I did a bit of looking in the definitive resource, and came up with (and
vectorized) the following.
It's algorithmically faster (assuming that WHERE runs in O(n)), but I
have no clue if it actually runs faster than the SORT method, due to a
larger number of O(n) calls and IDL's slightly funky nature, so YMMV.
On the plus side, it only calls RANDOMU M-n times instead of M, and it
doesn't have that duplication problem that the SORT method does, so test
it out if you need to squeeze out that last little bit of speed.
Best,
Rich
--
Richard Younger
;+
; NAME:
; Kpick
; PURPOSE:
; Randomly select n elements of a vector.
; USAGE:
; NewIndex = Kpick( M, n, [SEED = ] )
; INPUT:
; M = length of vector
; n = number of elements to select
;
; OPTIONAL INPUT-OUTPUT:
; SEED = random number seed to be passed to RANDOMU
; Upon return, it will updated as a vector
; containing a new seed
; OUTPUT:
; Kpick returns n randomly shuffled integers between 0 and M-1
; EXAMPLE:
; To select N elements of a vector V,
;
; V = V[ Kpick(N_ELEMENTS(V), N) ]
;
; METHOD:
; This routine is a vectorized form of the following literal
; interpretation of Knuth's algorithm R.
;
; I = LINDGEN(n)
; FOR t=n, Set-1 DO BEGIN
; M = RANDOMU(Seed, /long) MOD t
; IF M LT n THEN BEGIN
; I[M] = t
; ENDIF
; ENDFOR
; RETURN, I
;
; REVISION HISTORY:
; Written, Richard Younger, MIT/LL 5/2002
; Based on Algorithm R, from Knuth, D., The Art of
; Computer Programming, Vol 2, Ch. 3.4.2
; RY 5/2002 Replaced random index generating line based on
; MOD with slower but more statistically correct
; statement based on floating point #s and FLOOR().

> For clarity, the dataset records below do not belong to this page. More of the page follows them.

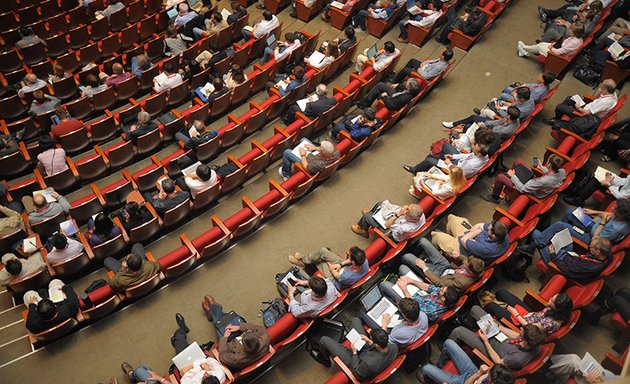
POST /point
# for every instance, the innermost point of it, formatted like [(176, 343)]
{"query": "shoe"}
[(181, 322), (126, 368), (359, 231), (488, 197)]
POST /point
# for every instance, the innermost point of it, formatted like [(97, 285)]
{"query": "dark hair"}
[(318, 285), (13, 266), (500, 374), (46, 309), (134, 263), (59, 241), (409, 308), (357, 256), (250, 342), (379, 337), (203, 172), (168, 186), (389, 47)]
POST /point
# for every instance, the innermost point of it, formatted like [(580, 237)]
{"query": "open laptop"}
[(189, 355)]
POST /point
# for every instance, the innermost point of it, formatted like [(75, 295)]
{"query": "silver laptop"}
[(189, 355)]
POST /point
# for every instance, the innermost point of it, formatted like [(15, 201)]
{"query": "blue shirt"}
[(350, 276)]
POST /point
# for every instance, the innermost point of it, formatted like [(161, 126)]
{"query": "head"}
[(497, 231), (46, 309), (349, 32), (59, 240), (533, 335), (409, 309), (318, 285), (203, 172), (357, 256), (168, 186), (600, 247)]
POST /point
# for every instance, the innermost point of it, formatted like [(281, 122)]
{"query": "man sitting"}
[(64, 248), (394, 96), (439, 271), (399, 222), (313, 158), (374, 357), (358, 126), (44, 314), (311, 302), (485, 241), (133, 269), (344, 272), (553, 176), (428, 69)]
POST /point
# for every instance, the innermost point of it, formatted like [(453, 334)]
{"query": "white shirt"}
[(196, 374), (602, 105)]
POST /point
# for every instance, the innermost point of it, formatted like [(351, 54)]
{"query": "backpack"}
[(274, 310)]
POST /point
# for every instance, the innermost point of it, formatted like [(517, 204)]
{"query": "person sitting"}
[(203, 178), (467, 371), (553, 175), (582, 268), (394, 96), (433, 300), (374, 357), (93, 85), (28, 37), (44, 314), (241, 352), (428, 69), (42, 103), (425, 18), (282, 49), (63, 248), (343, 272), (66, 124), (484, 241), (30, 84), (262, 28), (142, 126), (439, 271), (400, 222), (445, 186), (173, 78), (45, 210), (313, 301), (613, 226), (514, 352), (568, 47), (470, 24), (313, 158), (196, 135), (556, 313), (381, 59), (101, 229), (15, 268), (413, 325), (358, 126), (133, 269), (166, 198)]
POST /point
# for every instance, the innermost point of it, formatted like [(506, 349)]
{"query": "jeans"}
[(464, 365)]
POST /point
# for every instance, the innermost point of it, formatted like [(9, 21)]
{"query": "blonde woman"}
[(446, 186)]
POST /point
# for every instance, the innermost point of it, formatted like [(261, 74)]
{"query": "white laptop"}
[(189, 355)]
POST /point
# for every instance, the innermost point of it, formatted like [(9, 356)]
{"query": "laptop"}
[(189, 355)]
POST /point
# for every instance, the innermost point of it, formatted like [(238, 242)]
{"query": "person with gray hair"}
[(397, 222), (143, 126), (313, 158)]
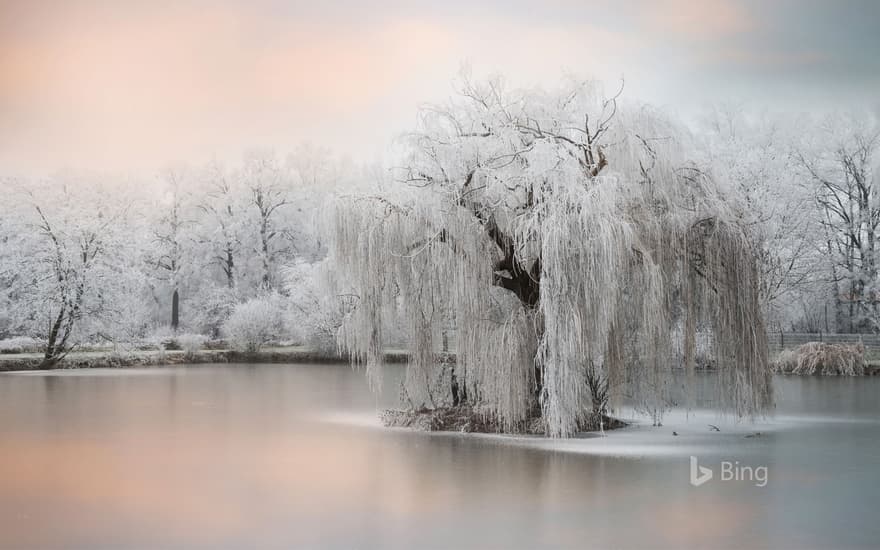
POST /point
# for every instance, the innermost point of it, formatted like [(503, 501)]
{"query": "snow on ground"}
[(696, 434)]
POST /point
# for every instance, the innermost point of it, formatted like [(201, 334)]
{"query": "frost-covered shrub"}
[(255, 323), (21, 344), (191, 343), (209, 308), (822, 358), (315, 312)]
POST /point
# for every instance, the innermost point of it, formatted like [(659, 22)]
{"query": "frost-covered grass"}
[(824, 359), (21, 344)]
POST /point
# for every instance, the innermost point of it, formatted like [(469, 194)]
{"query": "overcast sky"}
[(116, 85)]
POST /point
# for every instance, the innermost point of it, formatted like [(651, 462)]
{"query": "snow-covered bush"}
[(316, 312), (255, 323), (822, 358), (207, 310), (21, 344), (191, 343)]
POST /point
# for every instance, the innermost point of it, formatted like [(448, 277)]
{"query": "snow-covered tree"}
[(169, 255), (753, 153), (222, 226), (269, 186), (255, 323), (843, 160), (67, 269), (566, 235)]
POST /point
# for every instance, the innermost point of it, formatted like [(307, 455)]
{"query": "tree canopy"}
[(566, 235)]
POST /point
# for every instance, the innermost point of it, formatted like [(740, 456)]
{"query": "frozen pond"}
[(280, 456)]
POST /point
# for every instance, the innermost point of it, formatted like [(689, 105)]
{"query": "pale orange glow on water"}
[(271, 456)]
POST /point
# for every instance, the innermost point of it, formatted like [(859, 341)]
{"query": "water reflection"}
[(234, 456)]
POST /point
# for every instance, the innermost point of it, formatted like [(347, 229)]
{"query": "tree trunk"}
[(175, 310)]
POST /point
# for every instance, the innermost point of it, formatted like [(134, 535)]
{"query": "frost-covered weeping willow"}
[(564, 236)]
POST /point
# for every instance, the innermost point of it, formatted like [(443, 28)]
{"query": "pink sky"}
[(135, 85)]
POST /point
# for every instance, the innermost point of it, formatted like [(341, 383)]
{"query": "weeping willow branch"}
[(553, 275)]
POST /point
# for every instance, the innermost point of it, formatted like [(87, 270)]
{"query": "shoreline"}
[(153, 358), (283, 354)]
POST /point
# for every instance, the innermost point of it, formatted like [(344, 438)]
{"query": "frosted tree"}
[(842, 161), (268, 184), (68, 268), (567, 237), (753, 152), (222, 228), (171, 238)]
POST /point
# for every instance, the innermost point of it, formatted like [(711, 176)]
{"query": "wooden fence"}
[(788, 340)]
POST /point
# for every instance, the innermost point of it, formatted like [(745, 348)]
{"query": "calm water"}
[(289, 456)]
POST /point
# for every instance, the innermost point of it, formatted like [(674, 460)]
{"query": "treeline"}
[(87, 258), (104, 260)]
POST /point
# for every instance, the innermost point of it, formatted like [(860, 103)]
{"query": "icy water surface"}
[(282, 456)]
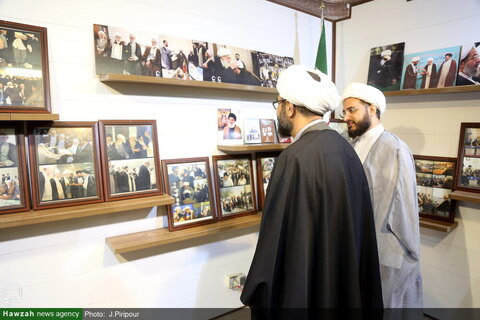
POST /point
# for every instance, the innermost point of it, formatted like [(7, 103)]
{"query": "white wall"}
[(66, 264), (430, 125)]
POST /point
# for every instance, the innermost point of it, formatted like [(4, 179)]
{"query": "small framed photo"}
[(65, 164), (190, 184), (468, 172), (435, 179), (13, 186), (24, 85), (130, 158), (265, 164), (235, 187)]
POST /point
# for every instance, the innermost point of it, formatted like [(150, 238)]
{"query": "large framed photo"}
[(130, 158), (190, 184), (265, 164), (24, 77), (468, 172), (235, 188), (435, 179), (64, 164), (13, 186)]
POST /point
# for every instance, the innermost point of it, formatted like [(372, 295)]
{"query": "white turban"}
[(308, 88), (366, 93)]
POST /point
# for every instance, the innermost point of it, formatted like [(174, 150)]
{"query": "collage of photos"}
[(21, 67), (235, 186), (435, 180), (188, 182)]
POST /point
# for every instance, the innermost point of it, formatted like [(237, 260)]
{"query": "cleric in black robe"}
[(317, 246)]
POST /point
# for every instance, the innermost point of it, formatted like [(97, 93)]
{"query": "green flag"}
[(321, 61)]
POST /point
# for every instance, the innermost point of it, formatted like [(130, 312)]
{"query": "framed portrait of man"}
[(130, 158), (65, 164), (235, 187), (14, 179), (24, 77), (189, 182)]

; Feel free to use the faster MOD if you're nowhere near
; 2^31 ~ 2E9 elements.
;-
FUNCTION Kpick, Set, n, SEED=seed
COMPILE_OPT idl2
I = LINDGEN(n)
;generate a vector of uniform random #s between 0 and
; [n,...,Set]
;M = RANDOMU(Seed, Set-n, /long) MOD (lindgen(Set-n)+n)
M = FLOOR(RANDOMU(Seed, Set-n, /double)*(lindgen(Set-n)+n))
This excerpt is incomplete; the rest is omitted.